Lighter industrial lands abut the existing commercial uses on Disco Street and Terminal Road. These uses will tend to have a smaller footprint, and be locating there to provide support services to uses in the other two zones. These lands are expected to take longer to build out, and may also incorporate uses that support downtown Sydney, such as auto dealers, storage facilities, warehouse show-rooms, etc.

The "front door entrance" to the SYSCO property on Prince Street is at Inglis Street. Inglis Street becomes the main infrastructure artery through the property, with street, rail, sidewalk, water, sewer and power all in this central corridor. The property also has a direct connection to Highway 125 via a new collector street, which extends from the Highway end point, past the municipal landfill and MAID site, through the former Coke Ovens site, across the SYSCO site to a new bridge across Muggah Creek to Ferry Street in downtown Sydney. This collector street provides the SYSCO property with quick truck access to Highway 125, and a direct connection to downtown. It provides for two connections to Whitney Pier, reconnecting this community to the rest of Sydney. The main collector street also provides direct access from the Emera dock to Highway 125. (In the short term, while the Coke Ovens site is being re mediated, the collector street may be diverted to the Frederick Street alignment around the Coke Ovens property.)

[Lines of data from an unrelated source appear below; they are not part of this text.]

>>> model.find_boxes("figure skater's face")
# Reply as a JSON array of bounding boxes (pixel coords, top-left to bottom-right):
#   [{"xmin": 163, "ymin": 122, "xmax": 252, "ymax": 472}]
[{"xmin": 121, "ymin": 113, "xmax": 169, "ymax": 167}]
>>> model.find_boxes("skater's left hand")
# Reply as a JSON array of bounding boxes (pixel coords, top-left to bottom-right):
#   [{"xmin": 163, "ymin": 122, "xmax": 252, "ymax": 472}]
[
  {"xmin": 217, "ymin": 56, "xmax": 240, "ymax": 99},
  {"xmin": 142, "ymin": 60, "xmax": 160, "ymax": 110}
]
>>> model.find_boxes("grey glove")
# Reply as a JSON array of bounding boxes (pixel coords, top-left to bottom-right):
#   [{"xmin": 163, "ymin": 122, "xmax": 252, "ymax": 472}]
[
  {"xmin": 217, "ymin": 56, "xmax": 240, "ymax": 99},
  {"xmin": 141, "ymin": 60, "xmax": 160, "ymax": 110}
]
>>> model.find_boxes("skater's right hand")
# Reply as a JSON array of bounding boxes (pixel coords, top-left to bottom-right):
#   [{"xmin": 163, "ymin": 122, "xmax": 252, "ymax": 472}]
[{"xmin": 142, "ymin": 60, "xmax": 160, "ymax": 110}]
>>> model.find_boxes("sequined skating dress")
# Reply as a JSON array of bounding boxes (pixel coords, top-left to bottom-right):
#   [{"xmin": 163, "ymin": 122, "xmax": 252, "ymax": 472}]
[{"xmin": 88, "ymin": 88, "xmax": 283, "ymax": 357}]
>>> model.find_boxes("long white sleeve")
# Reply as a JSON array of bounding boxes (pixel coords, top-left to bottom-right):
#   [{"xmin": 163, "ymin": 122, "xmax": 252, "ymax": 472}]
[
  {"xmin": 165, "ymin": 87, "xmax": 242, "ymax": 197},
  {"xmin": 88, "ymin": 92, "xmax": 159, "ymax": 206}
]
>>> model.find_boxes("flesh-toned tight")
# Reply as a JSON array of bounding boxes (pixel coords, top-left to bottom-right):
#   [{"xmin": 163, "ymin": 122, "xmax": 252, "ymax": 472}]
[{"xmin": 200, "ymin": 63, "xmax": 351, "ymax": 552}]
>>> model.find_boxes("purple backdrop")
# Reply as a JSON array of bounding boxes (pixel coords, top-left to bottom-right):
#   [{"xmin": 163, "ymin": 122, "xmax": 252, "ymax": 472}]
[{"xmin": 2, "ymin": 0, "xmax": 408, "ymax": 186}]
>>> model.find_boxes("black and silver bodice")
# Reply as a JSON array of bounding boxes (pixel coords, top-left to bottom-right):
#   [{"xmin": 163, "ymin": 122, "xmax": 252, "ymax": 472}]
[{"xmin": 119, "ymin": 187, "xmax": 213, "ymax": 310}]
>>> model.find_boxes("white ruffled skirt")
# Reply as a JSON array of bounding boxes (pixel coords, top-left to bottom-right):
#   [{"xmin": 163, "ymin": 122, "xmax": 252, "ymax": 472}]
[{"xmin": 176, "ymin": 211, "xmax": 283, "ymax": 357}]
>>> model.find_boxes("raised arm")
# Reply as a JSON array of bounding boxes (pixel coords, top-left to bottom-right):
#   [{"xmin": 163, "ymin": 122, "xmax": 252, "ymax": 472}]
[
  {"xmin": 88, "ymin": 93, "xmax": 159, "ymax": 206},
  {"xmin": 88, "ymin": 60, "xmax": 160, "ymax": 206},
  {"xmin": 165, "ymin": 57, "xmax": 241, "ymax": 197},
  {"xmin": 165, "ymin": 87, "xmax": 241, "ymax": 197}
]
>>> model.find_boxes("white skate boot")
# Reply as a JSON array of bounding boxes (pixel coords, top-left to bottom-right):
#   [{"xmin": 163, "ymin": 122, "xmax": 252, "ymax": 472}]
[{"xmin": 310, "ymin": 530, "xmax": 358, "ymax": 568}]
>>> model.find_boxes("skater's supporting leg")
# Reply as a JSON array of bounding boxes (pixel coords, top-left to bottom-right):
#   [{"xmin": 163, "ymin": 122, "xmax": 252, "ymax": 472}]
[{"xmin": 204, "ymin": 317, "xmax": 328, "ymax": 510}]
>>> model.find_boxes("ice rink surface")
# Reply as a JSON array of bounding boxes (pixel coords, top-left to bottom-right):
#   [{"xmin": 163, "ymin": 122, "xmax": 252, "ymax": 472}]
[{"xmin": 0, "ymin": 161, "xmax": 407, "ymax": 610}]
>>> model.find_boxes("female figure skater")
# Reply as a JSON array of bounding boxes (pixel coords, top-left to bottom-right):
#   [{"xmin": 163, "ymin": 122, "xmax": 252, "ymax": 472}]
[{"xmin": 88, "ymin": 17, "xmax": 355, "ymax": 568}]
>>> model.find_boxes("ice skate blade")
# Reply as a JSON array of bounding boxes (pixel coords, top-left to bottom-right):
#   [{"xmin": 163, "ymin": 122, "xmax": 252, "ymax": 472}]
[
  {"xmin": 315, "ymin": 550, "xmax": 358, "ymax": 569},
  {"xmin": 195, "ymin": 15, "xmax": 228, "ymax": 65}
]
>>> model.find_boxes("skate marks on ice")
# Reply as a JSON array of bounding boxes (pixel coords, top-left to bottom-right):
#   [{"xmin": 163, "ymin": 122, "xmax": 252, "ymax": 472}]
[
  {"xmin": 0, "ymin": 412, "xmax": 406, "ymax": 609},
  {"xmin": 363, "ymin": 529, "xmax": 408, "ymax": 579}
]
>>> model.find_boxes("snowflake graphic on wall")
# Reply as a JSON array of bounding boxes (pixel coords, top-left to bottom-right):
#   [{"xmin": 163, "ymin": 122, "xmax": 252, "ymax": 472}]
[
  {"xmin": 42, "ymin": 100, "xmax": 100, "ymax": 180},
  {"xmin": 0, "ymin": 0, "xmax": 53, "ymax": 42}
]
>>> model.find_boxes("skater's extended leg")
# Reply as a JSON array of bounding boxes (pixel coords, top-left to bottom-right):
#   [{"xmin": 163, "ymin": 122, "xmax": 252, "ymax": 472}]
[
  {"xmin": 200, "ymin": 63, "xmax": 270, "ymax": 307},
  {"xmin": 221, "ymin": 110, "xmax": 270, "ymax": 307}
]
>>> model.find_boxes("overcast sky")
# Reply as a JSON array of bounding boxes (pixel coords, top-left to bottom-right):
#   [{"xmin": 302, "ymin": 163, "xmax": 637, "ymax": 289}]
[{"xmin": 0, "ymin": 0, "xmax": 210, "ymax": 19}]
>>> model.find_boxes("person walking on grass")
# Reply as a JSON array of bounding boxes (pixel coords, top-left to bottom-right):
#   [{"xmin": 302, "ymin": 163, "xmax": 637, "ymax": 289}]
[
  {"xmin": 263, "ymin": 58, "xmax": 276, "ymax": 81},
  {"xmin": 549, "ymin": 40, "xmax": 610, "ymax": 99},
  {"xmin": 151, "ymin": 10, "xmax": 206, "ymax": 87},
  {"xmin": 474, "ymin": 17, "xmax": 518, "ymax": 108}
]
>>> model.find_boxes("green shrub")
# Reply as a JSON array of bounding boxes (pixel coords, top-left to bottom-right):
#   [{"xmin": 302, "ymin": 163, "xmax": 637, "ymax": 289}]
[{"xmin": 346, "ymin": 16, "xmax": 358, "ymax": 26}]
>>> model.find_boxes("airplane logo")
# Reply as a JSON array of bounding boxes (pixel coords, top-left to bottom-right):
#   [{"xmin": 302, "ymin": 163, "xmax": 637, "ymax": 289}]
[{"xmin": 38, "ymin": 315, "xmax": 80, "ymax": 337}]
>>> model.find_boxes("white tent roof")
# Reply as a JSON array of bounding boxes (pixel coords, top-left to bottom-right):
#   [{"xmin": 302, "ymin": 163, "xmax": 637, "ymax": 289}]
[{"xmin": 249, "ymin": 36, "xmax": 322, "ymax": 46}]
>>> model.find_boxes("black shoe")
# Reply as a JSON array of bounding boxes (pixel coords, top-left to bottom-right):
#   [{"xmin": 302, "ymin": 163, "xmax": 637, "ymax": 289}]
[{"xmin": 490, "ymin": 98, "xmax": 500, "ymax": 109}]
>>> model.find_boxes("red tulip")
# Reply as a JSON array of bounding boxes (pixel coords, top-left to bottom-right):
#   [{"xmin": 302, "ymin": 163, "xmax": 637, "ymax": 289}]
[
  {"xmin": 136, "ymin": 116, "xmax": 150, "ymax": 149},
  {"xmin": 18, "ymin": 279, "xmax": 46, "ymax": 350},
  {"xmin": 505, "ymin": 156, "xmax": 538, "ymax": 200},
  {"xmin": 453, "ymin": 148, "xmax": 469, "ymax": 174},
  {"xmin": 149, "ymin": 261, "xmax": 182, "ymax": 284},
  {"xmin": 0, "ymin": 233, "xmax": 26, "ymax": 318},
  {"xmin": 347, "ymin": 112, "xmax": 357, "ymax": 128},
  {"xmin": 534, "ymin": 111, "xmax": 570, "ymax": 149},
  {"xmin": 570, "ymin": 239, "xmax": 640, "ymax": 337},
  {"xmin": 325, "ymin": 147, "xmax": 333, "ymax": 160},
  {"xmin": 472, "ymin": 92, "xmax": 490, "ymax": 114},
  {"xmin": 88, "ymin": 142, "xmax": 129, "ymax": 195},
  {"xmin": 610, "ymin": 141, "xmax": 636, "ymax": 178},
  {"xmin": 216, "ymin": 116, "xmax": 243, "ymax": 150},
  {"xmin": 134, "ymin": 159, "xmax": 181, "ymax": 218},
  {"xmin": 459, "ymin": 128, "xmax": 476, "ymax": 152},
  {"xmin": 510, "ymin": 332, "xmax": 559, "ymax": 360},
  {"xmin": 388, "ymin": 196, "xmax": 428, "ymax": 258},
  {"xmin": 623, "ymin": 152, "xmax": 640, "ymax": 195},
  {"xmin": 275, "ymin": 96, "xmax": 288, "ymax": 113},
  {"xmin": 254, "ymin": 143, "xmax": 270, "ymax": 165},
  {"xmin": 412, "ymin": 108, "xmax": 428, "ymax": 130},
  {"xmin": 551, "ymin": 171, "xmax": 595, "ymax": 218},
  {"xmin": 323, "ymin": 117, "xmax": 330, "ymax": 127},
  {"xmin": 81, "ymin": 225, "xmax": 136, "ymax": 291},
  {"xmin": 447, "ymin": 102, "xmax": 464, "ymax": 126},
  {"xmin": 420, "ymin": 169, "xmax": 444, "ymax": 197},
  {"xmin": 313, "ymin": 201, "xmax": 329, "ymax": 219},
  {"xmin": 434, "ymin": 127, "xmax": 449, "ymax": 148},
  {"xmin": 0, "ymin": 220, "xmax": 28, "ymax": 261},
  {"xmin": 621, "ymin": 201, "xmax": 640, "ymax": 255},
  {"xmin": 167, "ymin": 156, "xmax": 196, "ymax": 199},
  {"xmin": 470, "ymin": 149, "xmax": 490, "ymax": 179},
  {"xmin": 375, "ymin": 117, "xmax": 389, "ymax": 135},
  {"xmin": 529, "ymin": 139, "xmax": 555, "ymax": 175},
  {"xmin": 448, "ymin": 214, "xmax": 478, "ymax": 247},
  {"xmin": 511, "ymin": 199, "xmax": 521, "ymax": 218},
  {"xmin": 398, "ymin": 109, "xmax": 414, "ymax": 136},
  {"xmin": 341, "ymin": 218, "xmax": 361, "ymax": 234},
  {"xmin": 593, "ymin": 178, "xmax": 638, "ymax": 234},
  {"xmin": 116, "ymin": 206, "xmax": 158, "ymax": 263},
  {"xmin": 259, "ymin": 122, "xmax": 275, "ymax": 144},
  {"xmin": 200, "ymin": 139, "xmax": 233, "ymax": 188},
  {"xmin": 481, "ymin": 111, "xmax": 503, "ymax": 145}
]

Rail on the SYSCO property has been rationalised with a new connection from the wharf to both the rail to Lingan and the rail to Port Hawkesbury. Sidings and spurs remain on the property to facilitate re-development. Buildings and former warehouses shown in black in Figure 7.1 remain on the property for resale and re-use, and to serve as incubators for business start-ups.

Significant greening is provided both on the property and adjacent to it. The former SYSCO landfill is a large green area. Berms are constructed to the southwest, adjacent to the bulk commodities terminal to screen views from downtown. The entire bank between Whitney Pier and the new industrial park is also a large green area, re vegetated with native plant material. This green area, on Provincial, SYSCO, and Emera lands separates the entire industrial area (including the Emera assets) from Whitney Pier, and creates a significant wildlife buffer. In addition, green areas for lunch eating and green ways for pedestrian, bicycle and other alternative modes of transportation are provided throughout the industrial park.

The plan shows a green area on the Coke Ovens property. The SYSCO site is considered to be of adequate size to achieve the business synergies of a vibrant industrial park. The Coke Ovens is therefore able to become its own separate land use; i.e., there is no need for it to become any land use simply by virtue of its adjacency to the new industrial site. In many ways a green area of some sort might be desirable. The SYSCO site, as an industrial park, will place some stress on the community in terms of traffic, noise, etc. Ideally, the localized “nuisances” associated with vibrant business land uses would be offset by a large green area or similar “desirable” land use on the Coke Ovens site.